Adewale Adeniyi, the comptroller-general of the Nigeria Customs Service (NCS), has said that the Service will use the exchange rate on the official Central Bank of Nigeria’s (CBN) window for clearing of imported goods and will not engage in arbitrary increase or decrease in the exchange rate.
He said the policy of merging the multiple exchange rate windows has repercussions on the operations of the Customs.
He said that the Nigeria Customs Service does not independently fix its exchange rate for goods clearance but only updates its system based on what is on the CBN’s official window.
“We cannot use rates that are not determined through the CBN merged forex window. It is not about Customs increasing the rates, what we do is update our system according to the specification of CBN, which is the regulator of monetary affairs in Nigeria,” he said.

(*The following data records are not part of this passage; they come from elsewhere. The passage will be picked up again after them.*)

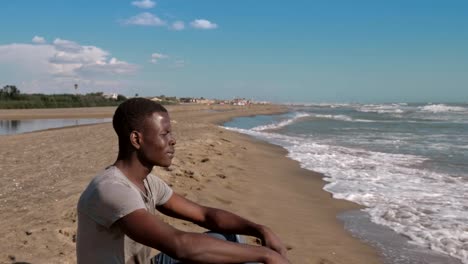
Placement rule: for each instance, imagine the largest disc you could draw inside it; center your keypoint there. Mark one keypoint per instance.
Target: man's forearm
(202, 248)
(227, 222)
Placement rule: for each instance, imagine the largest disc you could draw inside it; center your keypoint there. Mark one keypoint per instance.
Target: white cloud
(145, 4)
(145, 19)
(203, 24)
(155, 57)
(59, 65)
(178, 64)
(38, 40)
(178, 25)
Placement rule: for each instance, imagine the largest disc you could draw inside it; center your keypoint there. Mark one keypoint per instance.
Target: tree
(9, 92)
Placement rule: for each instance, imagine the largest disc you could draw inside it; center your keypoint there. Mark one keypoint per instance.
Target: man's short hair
(130, 116)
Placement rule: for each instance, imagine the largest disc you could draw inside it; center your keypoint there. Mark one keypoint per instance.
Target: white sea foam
(428, 207)
(342, 118)
(441, 108)
(382, 108)
(281, 123)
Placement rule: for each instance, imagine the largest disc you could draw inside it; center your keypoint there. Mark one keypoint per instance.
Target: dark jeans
(162, 258)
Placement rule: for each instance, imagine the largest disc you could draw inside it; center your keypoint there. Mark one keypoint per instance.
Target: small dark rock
(222, 176)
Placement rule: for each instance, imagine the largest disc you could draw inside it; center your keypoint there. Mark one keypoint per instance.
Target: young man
(117, 218)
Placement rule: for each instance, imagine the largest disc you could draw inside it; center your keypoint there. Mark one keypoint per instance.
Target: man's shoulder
(107, 183)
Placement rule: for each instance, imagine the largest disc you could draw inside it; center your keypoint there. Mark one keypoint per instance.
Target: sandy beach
(43, 173)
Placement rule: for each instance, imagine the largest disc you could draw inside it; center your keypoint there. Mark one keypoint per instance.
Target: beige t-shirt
(109, 197)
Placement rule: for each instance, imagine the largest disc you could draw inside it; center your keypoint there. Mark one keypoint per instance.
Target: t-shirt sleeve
(111, 201)
(162, 191)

The Customs had on June 24, 2023, adjusted the exchange rate from N422.30/$ to N589/$, and on July 6, 2023, it was adjusted to N770.88/$, on November 14, 2023, it was adjusted to N783.174/$ and on December 2023, it was adjusted to N951.941/$.

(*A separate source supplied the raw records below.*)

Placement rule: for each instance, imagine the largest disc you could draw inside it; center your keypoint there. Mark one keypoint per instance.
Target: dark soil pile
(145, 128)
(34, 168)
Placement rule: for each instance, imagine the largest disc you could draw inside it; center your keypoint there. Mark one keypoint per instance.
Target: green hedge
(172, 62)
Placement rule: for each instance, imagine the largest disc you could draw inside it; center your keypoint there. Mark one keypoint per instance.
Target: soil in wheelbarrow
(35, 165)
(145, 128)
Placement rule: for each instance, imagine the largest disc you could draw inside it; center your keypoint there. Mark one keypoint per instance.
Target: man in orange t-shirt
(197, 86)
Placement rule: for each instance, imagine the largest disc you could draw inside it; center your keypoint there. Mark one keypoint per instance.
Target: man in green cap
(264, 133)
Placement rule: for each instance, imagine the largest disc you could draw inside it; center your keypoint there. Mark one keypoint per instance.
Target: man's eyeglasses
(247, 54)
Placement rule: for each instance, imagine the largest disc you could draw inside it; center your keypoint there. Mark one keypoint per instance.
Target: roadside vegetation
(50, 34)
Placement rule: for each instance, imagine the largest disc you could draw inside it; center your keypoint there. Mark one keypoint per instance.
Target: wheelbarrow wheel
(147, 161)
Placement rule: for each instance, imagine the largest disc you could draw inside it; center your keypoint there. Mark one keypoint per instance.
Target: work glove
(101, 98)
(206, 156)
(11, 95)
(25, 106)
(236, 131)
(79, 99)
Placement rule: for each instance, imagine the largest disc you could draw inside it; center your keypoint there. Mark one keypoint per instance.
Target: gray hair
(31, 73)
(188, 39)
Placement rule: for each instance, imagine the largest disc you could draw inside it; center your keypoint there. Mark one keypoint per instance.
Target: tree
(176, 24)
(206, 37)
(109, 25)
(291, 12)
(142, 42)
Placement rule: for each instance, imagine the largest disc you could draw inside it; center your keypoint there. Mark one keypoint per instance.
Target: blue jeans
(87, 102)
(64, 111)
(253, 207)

The Customs boss said that the Customs Service would adhere to the fiscal policies of the Tinubu administration concerning import and export duties.

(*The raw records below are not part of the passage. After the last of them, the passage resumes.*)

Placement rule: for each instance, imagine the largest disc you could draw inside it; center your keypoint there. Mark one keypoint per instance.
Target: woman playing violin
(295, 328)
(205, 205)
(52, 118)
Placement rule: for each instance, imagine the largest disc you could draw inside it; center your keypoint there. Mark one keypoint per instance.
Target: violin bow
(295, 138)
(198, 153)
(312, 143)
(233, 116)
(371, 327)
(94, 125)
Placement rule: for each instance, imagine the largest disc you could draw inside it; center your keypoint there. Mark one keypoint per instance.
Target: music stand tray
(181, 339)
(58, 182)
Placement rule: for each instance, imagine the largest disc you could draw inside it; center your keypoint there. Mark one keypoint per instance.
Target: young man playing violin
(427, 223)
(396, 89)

He said the Customs was more than ready to implement the new fiscal directive of the Federal Government that specified the removal of 7.5 percent VAT on LPG equipment imports and the removal of VAT on steel and electric vehicle imports into the country.
Adeniyi said that the duties of the Customs Service were beyond revenue generation but trade facilitation and there are hopes to leverage the African Continental Free Trade Agreement (AfCTA) to improve trade between African countries which coincidentally leads to more revenue generation.
He added that the Customs Service has increased its revenues by 37 percent since he assumed office and has set a target of N5.1 trillion in revenues for the 2024 fiscal year.